ICM, the leading London-based FX and CFDs provider, stated that the United States dollar is rising for the second consecutive day where the dollar was able to break a major resistance zone and trade at a thirteen-month high.
The dollar index which measures the greenback against a basket of major currencies cleared the resistance zone between 95.00 and 95.50 to reach a thirteen-month high of 96.17 during the Asian session. Market participants await the release of the July Consumer Price Index where the year on year reading is expected to tick slightly higher. Strong numbers should provide support to the monetary policy stance of the Federal Reserve. As per ICM, the EURUSD suffered from the strength of the greenback and fell to a thirteen-month low of $1.1432. Moreover, the dollar continued to rise against the Turkish Lira and Russian Ruble where the USDTRY traded at a new record high of 6.29, and the USDRUB reached a twenty-six-month high of 67.15.
ICM highlighted that British Pound is falling for the seventh consecutive day as investors fear that Britain will leave the European Union without a deal. As per ICM trading platform, the GBPUSD tumbled to a one-year low of $1.2774, and GBPJPY fell to an eleven-month low of 141.70. Traders await economic data from the United Kingdom, as better-than-expected figures could provide support to the falling pound. The preliminary second-quarter GDP, manufacturing data, and trade balance are due today.
The Japanese Yen was the only currency among majors that gained ground against the United States Dollar. As per ICM trading platform, the USDJPY traded at a two-week low of 110.68 as the pair found support by the risk aversion with equities. The preliminary release of the second quarter GDP showed that the economy grew by 0.5% QoQ versus an expectation of 0.3% and a prior reading of -0.2%.

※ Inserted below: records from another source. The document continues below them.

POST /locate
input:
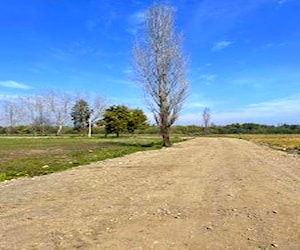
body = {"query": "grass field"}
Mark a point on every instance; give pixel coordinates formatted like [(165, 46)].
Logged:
[(31, 156), (290, 143)]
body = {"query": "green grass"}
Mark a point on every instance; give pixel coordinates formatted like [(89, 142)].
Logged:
[(289, 143), (32, 156)]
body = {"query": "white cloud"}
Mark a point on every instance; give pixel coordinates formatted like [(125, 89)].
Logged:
[(284, 110), (13, 84), (220, 45)]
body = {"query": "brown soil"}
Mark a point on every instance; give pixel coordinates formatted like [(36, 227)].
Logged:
[(206, 193)]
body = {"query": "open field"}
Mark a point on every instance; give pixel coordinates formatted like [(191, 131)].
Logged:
[(206, 193), (31, 156), (290, 143)]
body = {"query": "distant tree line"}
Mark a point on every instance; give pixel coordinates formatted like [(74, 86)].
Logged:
[(53, 112), (236, 128)]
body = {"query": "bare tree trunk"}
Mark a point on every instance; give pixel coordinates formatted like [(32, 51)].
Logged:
[(60, 127), (164, 131), (161, 67), (90, 128)]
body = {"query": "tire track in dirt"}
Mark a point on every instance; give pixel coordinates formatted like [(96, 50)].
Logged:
[(206, 193)]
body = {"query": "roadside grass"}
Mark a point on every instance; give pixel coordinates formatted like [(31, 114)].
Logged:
[(32, 156), (284, 142)]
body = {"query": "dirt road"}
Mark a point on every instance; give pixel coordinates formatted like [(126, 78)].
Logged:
[(206, 193)]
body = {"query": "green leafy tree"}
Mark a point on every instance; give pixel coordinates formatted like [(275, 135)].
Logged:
[(81, 113), (119, 119), (137, 120)]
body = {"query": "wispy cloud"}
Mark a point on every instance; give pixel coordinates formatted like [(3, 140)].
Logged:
[(277, 111), (135, 22), (14, 85), (282, 1), (220, 45), (207, 78)]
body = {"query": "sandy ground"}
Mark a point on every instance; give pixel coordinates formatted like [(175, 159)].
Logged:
[(206, 193)]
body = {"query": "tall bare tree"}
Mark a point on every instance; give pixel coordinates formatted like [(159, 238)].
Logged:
[(13, 112), (98, 108), (60, 107), (206, 119), (161, 67)]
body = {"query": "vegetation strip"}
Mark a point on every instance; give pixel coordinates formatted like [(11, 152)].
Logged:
[(21, 157), (288, 143)]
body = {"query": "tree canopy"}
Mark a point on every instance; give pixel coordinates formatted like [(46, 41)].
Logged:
[(81, 113), (119, 119)]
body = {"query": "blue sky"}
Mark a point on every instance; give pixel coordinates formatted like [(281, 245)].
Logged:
[(243, 54)]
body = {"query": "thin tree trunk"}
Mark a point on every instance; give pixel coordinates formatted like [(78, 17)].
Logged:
[(164, 130), (59, 130), (90, 128)]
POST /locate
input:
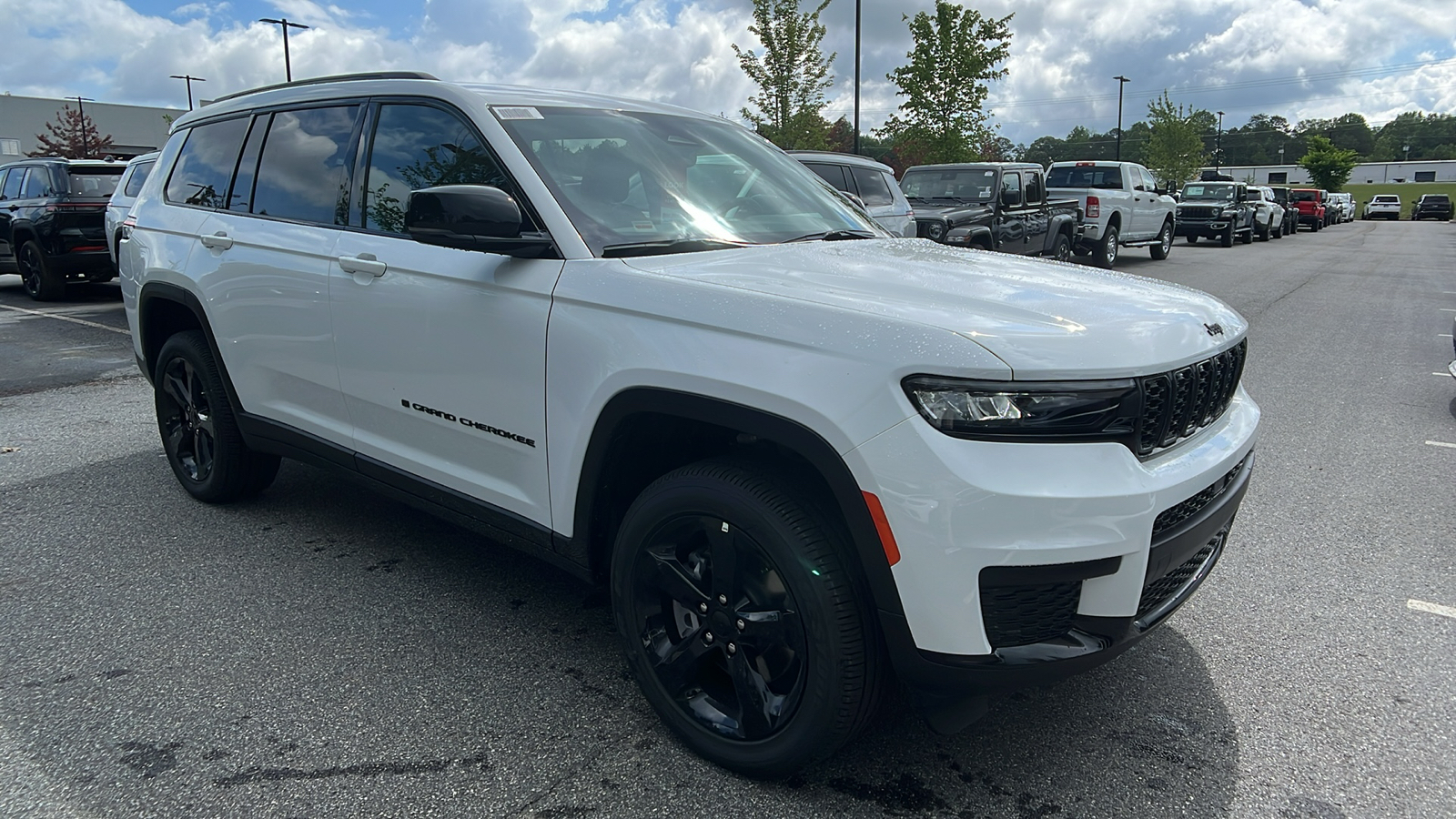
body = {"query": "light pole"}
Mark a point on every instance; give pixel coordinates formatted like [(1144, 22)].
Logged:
[(1121, 82), (1218, 146), (80, 106), (189, 80), (856, 77), (286, 25)]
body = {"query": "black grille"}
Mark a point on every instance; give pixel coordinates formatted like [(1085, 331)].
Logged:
[(1176, 515), (1158, 592), (1181, 402), (1021, 615)]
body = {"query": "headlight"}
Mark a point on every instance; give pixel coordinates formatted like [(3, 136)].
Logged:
[(1067, 411)]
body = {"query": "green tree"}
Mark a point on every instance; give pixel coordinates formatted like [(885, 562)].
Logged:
[(1329, 167), (73, 135), (1176, 150), (945, 84), (791, 75)]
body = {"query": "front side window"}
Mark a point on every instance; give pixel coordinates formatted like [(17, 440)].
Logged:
[(631, 181), (419, 146), (206, 164), (305, 169), (874, 191)]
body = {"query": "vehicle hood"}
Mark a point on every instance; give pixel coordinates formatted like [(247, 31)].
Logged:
[(1045, 319)]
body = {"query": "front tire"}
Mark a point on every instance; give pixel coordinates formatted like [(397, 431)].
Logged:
[(40, 278), (1165, 242), (198, 430), (740, 615)]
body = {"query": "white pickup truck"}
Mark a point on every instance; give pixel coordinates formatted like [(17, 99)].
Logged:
[(1121, 206)]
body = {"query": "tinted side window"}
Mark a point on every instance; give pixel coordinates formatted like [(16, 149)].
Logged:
[(138, 175), (873, 188), (305, 169), (419, 146), (832, 174), (206, 164), (38, 184)]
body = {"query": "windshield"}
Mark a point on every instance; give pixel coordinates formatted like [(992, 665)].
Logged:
[(1085, 177), (94, 181), (633, 179), (961, 186), (1210, 193)]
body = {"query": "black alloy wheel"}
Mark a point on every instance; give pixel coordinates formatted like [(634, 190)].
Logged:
[(41, 283), (742, 622), (198, 430)]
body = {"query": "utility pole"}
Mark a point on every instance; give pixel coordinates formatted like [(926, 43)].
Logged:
[(856, 77), (1218, 146), (189, 80), (1121, 82), (286, 25), (80, 104)]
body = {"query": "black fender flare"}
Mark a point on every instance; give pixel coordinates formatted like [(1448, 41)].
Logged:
[(791, 435)]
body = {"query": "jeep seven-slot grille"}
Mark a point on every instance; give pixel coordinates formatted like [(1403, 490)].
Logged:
[(1159, 591), (1172, 516), (1026, 614), (1181, 402)]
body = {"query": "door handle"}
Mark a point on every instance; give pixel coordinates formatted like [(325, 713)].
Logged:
[(363, 263), (217, 241)]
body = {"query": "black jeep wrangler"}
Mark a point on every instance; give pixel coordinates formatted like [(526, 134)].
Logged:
[(1216, 210), (994, 206), (53, 222)]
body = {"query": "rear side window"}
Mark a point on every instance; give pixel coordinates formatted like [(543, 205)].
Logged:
[(206, 164), (306, 171), (138, 175), (832, 174), (420, 146), (874, 189)]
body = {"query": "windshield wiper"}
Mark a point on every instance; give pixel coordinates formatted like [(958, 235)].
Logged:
[(832, 237), (667, 247)]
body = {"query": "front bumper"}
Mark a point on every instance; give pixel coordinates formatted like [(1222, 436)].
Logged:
[(1026, 562)]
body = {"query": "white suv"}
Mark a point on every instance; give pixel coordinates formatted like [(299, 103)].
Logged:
[(648, 347)]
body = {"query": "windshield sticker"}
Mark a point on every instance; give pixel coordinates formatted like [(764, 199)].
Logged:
[(517, 113)]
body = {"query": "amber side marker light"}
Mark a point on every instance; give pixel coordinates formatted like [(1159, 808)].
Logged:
[(887, 538)]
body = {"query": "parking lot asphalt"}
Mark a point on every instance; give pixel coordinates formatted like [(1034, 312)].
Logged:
[(324, 652)]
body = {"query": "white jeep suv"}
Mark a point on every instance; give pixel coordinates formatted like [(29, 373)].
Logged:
[(652, 349)]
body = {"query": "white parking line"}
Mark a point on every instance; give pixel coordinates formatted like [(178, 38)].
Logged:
[(46, 315), (1431, 608)]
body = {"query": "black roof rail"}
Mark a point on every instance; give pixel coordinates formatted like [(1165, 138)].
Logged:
[(335, 79)]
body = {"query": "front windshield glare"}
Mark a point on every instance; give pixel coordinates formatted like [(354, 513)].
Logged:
[(1218, 193), (632, 179)]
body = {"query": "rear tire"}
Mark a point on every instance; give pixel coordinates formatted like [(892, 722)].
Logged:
[(198, 430), (743, 618), (38, 276)]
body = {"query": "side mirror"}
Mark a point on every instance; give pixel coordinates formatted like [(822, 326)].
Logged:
[(470, 217)]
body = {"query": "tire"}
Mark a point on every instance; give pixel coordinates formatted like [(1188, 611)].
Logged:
[(1106, 254), (40, 278), (1062, 248), (1165, 242), (198, 430), (795, 691)]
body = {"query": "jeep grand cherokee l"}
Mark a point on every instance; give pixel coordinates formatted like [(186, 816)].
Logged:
[(652, 349)]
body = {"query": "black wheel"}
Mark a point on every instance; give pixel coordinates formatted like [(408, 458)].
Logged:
[(41, 283), (198, 430), (740, 618), (1107, 248), (1062, 248), (1165, 242)]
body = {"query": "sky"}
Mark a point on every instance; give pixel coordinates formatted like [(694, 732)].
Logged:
[(1298, 58)]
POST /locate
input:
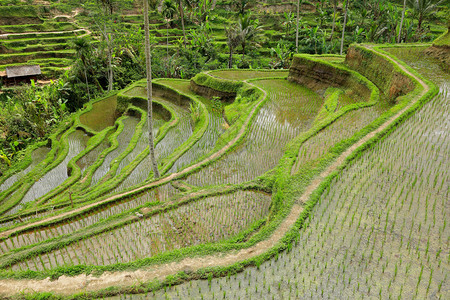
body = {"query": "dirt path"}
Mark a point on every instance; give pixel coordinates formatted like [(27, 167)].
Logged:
[(160, 181), (5, 35), (81, 283)]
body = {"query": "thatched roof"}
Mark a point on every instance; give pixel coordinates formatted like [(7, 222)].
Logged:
[(19, 71)]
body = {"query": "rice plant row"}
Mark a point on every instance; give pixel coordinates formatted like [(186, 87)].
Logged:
[(289, 110), (207, 220), (36, 157), (378, 231)]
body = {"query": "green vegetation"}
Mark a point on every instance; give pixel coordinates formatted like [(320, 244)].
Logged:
[(275, 174)]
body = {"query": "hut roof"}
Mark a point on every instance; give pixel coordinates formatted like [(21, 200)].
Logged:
[(19, 71)]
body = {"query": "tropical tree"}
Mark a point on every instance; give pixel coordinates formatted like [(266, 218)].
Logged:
[(240, 6), (82, 48), (288, 21), (401, 22), (248, 29), (423, 8), (343, 29), (148, 64), (233, 40), (108, 5), (180, 6), (168, 12), (299, 2), (334, 18)]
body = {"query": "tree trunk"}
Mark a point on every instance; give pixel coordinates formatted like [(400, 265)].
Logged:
[(419, 25), (334, 19), (343, 29), (298, 20), (87, 85), (401, 22), (182, 21), (167, 37), (148, 64)]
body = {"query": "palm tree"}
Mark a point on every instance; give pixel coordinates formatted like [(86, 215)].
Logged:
[(168, 12), (108, 4), (148, 64), (343, 29), (334, 18), (424, 8), (82, 48), (288, 21), (248, 30), (180, 6), (233, 40), (401, 22), (299, 2)]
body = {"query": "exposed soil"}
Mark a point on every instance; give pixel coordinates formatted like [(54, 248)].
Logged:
[(81, 283)]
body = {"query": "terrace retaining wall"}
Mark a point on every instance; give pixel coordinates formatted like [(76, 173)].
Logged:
[(319, 75)]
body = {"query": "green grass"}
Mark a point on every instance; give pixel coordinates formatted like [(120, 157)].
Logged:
[(46, 26), (443, 40)]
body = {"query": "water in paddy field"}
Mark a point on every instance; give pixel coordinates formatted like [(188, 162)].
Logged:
[(77, 141), (290, 110), (37, 156), (102, 115), (123, 139), (206, 143), (379, 231), (205, 220)]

Metal prices plunged during the Asian session as the dollar rallied. As per ICM trading platform, the Gold ounce traded at a low of $1206 and the silver ounce fell to $15.31. Both gold and silver prices are trading in a tight range near 2018 lows because of the absence of major fundamental news. However, the dollar rally and the US inflation data could lead the metals to a breakout.
Oil prices drifted lower for the second consecutive day despite the news that China will remove crude oil from its latest tariff list. As per ICM trading platform, the West Texas Intermediate crude futures settled lower at $66.69 per barrel and the Brent futures finished at $71.94 per barrel. The US energy services firm Baker Hughes will report the US oil rigs count later today.